Por Mauro Anagrafe
Existen exploradores de mundos. Son tipos que van por la galaxia buscando planetas donde poder invertir. Invierten emociones, sentimientos y pasiones.
Cuentan que vienen de un lugar como de hace cuarenta millones de años luz de distancia donde sus habitantes se extinguieron por falta de pasión. De repente -o tal vez por costumbre- un agnosticismo pasional empezó a sobrevolar sigilosamente los aires de ese mundo y poco a poco, así como quien un día despierta, la mayoría de estos seres se encontraban presos en un modismo rutinario y confortable que fue consumiendo a la especie silenciosamente.
Algunos se dieron cuenta de que su planeta estaba como en un estado de aversión con las emociones, y fue entonces que esta minoría agitadora, rebelde y pasional decidió marcharse.
Piden pasión. Adonde lleguen, sólo piden eso. Para ellos es como el agua. No saben vivir sin pasión. Necesitan sentir el sabor de la primera vez cada vez que hacen algo, por más que lo hayan repetido mil veces. A esta rara especie les gustaba autodenominarse “los triperos”.
En uno de los tantos años luz, llegaron a un lugar del que muy pocos sabían. Por ahí se decía que se trataba de un paraíso verde porque su suelo era tan fértil que un bosque inmenso asomaba tan radiante que podía verse desde un planeta vecino que –a diferencia de ese bosque- se encontraba abandonado y lucía muy descuidado; era como ese mundo del que habían escapado: Sin pasión.
Por el firmamento viajaban como treinta y pico de triperos en un expreso lleno de alegría. Al momento del exilio decidieron salvar al animal más leal que se conocía en su planeta: El Lobo. Sabían que se trataba de un animal tan pasional como ellos, y que sobre todo, contaban con una gran mente dotada de una fascinante inteligencia, y un cuerpo sano y robusto capaz de soportar cualquier clima.
Cuando desembarcaron en este planeta-bosque se dieron cuenta de que el suelo era tan fértil como les habían contando. Es más, ellos pensaron que si esa tierra era capaz de dar a luz a tamaño bosque y a tanta vida, ¿cómo no iba a ser capaz de sembrar sus pasiones? Sus nuevos sueños, ahora tenían tiempo y espacio.
Los lobos eran los guardianes de esta nueva “fábrica de sueños”. Esa manada, siempre fuerte y siempre unida, estaba siempre al cuidado del bosque a pesar de los continuos temporales que asechaban al planeta. Contagiaban con la mirada el sentido de pertenencia al nuevo pueblo de triperos que se estaba armando; es que sabían que ellos –los triperos- eran los responsables de haberlos salvado de un mundo sin pasión.

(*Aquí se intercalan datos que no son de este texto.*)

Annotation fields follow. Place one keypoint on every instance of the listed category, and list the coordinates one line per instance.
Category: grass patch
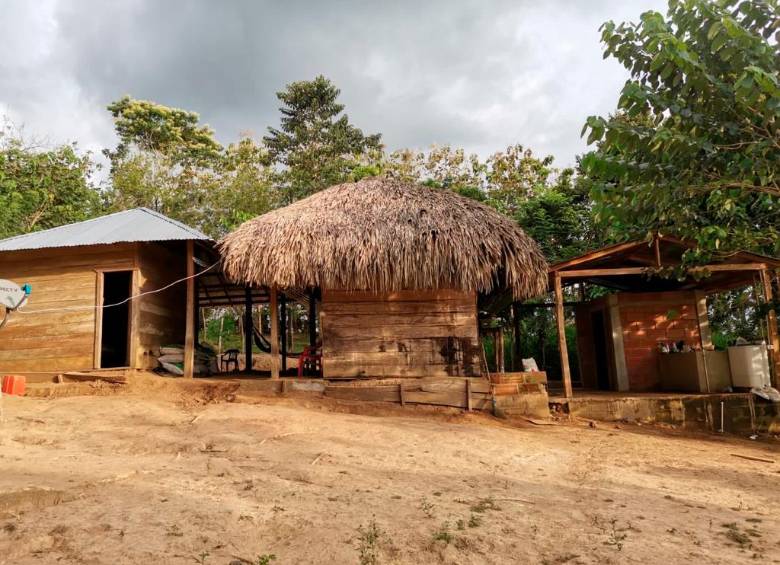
(368, 543)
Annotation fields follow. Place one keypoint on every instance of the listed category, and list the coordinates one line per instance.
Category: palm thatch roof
(386, 235)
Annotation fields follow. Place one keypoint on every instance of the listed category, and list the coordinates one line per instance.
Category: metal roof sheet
(138, 224)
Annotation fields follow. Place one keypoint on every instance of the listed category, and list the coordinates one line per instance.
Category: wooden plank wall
(60, 278)
(161, 316)
(399, 334)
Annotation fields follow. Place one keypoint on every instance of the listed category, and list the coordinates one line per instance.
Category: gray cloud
(481, 75)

Un día, cuando la calma reinaba y los aullidos eran el llamado al jolgorio, a la unión y a la familia, se escuchó un estruendo ensordecedor. El ejército Anti Pasión se había extendido y pretendían enfermar a nuevos mundos. En el bosque, nadie se quedó atónito. Sabían que tenían que defender a sus tierras pase lo que pase, porque ese lugar les correspondía, lo habían conquistado.
Triperos y lobos pelearon día y noche. Intrépidos, feroces. Voraces. Fue una guerra durísima. Pusieron el cuerpo como una muralla impenetrable y junto a toda la manada se encargaron de expulsar para siempre a esos ladrones de emociones. Ninguno iba a permitir que le roben la pasión, la pertenencia: Su identidad.
Un lobo viejo estuvo al mando de esta epopeya devenida en victoria. Todos los triperos -que ya eran miles- lo alzaron y pasearon por cada rincón del planeta y se reflejaba en la mirada de este lobo la algarabía de haber podido devolver a los triperos una muestra de lealtad por haberlos salvado. Cuentan que quien ve a un lobo a los ojos, nunca se va a olvidar de su mirada; y que quien conoce como siente un tripero, se replantea hasta la más mínima emoción.
Tras largos días de festejos y caravanas interminables, ahora sí, el bosque les pertenecía. Fue entonces que de ahí en más y para siempre, y en honor al capitán de esta victoria, bautizaron al planeta como “Lycopolis, ciudad de lobos”.